(426a) Computational Investigation of the Effect of Backbone Chiral Inversions on Protein Folding

Studying a set of helix-folding polyalanine peptides and a number of β-hairpin peptides with systematically inserted chiral inversions, both in explicit water, we investigate quantitatively the effect of chiral perturbations on the structural ensembles of the peptides, thereby assessing the extent to which the backbone structure is able to fold in the presence of systematic heterochiral perturbations. For the helix-folding polyalanine peptide, we invert the backbone chiralities of Ala residues one by one along a specific perturbation pathway, starting from the homochiral L-Ala₂₀ peptide until reaching the homochiral D-Ala₂₀ peptide. Analysis of the helical contents of the simulated structural ensembles shows that even a single inversion in the middle of the peptide completely breaks the helical structure in its vicinity, and drastically reduces the helical content of the peptide. Further inversions in the middle of the peptide monotonically decrease the original helical content, i.e., the right handed helical content for L-Ala₂₀, and increase the helical content of the opposite chirality. Further analysis of the polyalanine peptides using several size and shape-related order parameters also shows drastic global changes in the peptide structure due to the local effects caused by the chiral inversions, such as formation of a reverse turn.
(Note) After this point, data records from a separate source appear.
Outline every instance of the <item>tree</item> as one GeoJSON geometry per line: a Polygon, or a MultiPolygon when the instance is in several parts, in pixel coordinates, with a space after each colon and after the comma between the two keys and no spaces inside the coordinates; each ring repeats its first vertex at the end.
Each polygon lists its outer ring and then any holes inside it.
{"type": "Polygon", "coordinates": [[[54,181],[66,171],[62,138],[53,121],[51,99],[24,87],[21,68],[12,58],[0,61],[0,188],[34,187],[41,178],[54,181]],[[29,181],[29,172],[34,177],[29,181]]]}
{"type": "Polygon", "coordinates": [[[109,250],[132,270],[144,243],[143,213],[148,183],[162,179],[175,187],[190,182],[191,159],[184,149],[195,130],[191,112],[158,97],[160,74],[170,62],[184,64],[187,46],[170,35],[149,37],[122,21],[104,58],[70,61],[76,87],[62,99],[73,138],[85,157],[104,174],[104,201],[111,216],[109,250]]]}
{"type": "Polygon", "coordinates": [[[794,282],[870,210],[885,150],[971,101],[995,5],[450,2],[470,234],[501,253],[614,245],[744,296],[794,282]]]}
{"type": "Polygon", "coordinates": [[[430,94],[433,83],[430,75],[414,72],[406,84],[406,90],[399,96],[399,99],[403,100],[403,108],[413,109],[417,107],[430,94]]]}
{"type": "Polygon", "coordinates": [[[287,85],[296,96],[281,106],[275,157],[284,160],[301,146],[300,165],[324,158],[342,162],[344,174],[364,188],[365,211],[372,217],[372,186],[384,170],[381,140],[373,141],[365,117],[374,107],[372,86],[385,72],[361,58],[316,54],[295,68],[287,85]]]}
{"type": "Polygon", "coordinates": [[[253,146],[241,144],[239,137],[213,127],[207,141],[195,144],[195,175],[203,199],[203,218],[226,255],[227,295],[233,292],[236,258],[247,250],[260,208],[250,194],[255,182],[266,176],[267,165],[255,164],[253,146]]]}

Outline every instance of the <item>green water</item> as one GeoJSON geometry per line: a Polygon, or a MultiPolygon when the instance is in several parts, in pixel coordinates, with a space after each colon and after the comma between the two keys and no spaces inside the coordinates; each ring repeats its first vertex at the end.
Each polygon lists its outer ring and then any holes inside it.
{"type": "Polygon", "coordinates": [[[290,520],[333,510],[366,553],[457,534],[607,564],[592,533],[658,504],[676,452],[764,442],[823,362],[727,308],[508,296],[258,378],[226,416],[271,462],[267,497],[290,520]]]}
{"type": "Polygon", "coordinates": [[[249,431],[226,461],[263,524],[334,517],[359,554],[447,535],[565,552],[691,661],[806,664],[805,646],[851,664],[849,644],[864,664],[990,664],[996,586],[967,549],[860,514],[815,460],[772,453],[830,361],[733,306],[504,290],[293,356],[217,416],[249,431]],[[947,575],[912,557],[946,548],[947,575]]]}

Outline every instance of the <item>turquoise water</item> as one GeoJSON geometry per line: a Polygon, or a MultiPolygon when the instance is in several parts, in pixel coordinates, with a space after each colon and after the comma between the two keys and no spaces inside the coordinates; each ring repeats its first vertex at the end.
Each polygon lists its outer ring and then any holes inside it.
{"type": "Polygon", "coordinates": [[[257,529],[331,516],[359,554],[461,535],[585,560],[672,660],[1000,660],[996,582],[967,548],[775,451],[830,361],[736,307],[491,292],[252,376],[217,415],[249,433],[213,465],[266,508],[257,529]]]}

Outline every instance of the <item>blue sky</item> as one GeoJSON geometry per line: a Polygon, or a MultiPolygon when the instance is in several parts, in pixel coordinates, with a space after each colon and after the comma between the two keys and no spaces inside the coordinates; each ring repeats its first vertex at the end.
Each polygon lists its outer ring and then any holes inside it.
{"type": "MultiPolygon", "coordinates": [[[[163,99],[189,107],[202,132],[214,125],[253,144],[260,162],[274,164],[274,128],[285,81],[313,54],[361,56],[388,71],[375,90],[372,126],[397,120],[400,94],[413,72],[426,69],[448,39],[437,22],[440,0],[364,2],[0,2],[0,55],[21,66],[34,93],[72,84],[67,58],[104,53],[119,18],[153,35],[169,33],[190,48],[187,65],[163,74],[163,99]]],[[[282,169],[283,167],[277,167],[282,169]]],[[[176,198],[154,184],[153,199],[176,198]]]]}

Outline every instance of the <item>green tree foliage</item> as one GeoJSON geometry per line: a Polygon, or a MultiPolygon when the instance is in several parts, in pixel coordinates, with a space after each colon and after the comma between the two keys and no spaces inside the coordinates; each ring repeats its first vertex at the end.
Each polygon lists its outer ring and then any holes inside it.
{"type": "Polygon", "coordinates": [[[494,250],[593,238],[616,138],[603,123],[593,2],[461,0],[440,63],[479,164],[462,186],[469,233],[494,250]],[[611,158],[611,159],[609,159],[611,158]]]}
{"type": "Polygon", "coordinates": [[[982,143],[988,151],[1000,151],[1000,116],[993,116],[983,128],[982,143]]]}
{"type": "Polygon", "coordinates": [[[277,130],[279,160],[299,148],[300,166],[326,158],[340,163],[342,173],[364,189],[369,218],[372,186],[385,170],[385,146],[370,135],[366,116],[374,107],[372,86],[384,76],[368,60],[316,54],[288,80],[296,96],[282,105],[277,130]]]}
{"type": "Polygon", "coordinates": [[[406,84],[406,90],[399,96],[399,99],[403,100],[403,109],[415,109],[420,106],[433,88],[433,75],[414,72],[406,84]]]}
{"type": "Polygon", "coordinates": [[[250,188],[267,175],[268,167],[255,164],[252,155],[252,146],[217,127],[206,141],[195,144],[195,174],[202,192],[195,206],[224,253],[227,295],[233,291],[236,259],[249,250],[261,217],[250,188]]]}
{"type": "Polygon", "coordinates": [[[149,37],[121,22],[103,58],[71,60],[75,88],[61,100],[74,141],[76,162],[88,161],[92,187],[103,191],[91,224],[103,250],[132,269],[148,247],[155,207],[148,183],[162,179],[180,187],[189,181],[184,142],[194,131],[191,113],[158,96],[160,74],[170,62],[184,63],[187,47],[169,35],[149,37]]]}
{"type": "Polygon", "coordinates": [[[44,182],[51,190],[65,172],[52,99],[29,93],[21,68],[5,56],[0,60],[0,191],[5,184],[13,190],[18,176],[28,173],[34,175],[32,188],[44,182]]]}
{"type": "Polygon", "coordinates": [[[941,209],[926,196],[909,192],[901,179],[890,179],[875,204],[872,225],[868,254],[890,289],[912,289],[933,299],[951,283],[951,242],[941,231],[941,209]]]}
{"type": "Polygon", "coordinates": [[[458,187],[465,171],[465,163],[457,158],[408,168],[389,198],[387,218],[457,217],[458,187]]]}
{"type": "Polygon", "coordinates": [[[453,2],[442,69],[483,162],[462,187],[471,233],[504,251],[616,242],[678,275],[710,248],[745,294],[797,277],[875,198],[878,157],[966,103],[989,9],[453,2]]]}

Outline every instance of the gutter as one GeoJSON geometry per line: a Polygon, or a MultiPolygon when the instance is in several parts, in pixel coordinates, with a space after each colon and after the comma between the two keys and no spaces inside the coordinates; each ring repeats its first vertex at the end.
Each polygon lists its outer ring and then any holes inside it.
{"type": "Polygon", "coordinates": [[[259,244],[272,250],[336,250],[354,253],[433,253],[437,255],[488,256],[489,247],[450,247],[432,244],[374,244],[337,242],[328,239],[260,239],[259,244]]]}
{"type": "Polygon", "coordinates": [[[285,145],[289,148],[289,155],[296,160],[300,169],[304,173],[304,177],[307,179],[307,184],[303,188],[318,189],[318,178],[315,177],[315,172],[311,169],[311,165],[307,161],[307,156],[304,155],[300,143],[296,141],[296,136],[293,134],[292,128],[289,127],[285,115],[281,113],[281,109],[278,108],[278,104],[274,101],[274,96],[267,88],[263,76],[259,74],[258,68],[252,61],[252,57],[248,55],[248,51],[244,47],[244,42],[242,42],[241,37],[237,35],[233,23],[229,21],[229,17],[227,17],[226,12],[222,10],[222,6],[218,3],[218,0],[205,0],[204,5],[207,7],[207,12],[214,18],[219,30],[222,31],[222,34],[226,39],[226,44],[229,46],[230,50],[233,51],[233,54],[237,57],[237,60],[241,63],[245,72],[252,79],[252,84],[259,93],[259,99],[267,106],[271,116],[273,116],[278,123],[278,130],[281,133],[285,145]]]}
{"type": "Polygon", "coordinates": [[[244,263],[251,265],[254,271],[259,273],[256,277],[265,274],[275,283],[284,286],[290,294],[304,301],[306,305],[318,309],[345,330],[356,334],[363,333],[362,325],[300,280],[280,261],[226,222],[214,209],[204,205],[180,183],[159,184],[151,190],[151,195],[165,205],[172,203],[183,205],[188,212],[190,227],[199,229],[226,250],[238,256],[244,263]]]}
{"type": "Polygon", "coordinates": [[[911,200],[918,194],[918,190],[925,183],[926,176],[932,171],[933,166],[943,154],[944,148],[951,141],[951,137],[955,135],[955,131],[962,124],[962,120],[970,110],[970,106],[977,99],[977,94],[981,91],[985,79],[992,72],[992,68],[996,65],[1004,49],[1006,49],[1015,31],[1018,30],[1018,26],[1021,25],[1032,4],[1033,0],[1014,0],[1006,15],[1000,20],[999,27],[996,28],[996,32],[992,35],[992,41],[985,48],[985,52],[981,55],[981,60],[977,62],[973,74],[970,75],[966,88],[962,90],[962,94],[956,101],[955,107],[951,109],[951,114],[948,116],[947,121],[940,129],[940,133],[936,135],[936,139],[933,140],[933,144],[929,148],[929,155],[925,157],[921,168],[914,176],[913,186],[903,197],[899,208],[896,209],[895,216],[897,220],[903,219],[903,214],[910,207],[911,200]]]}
Although the degree of the structural changes introduced by opposite chirality substitutions depends on the position of the inversion, our results provide quantitative proof of that arbitrary heterochirality is not tolerated by the alpha-helical structure.

In addition to helical polyalanine peptides, we also study the hairpin peptide, GB1 hairpin, with systematic chiral inversions in explicit water. In contrast to the helical peptide, we do not find a monotonic change in the structure content, i.e. β-sheet content, along the perturbation coordinate, given by the number of L- to D-inversions. The effects of L- to D-inversions are rather position-specific for this hairpin peptide. Some inversions yield a similar or higher secondary structure content compared to the homochiral hairpin, in contrast to the helical peptide. However, similarity in secondary structure content does not imply fold similarity: we have in fact observed cases in which the peptide with inversions folds into clearly different hairpin structures with respect to the non-chirally-perturbed (native) peptide, while sharing similar secondary structure content. In other words, the chirally perturbed hairpin peptides fold into different unique structures when they are still able to fold. Therefore, our main conclusion applies to both of the structurally distinct proteins we examined, namely, that arbitrary heterochirality conspires against proper folding.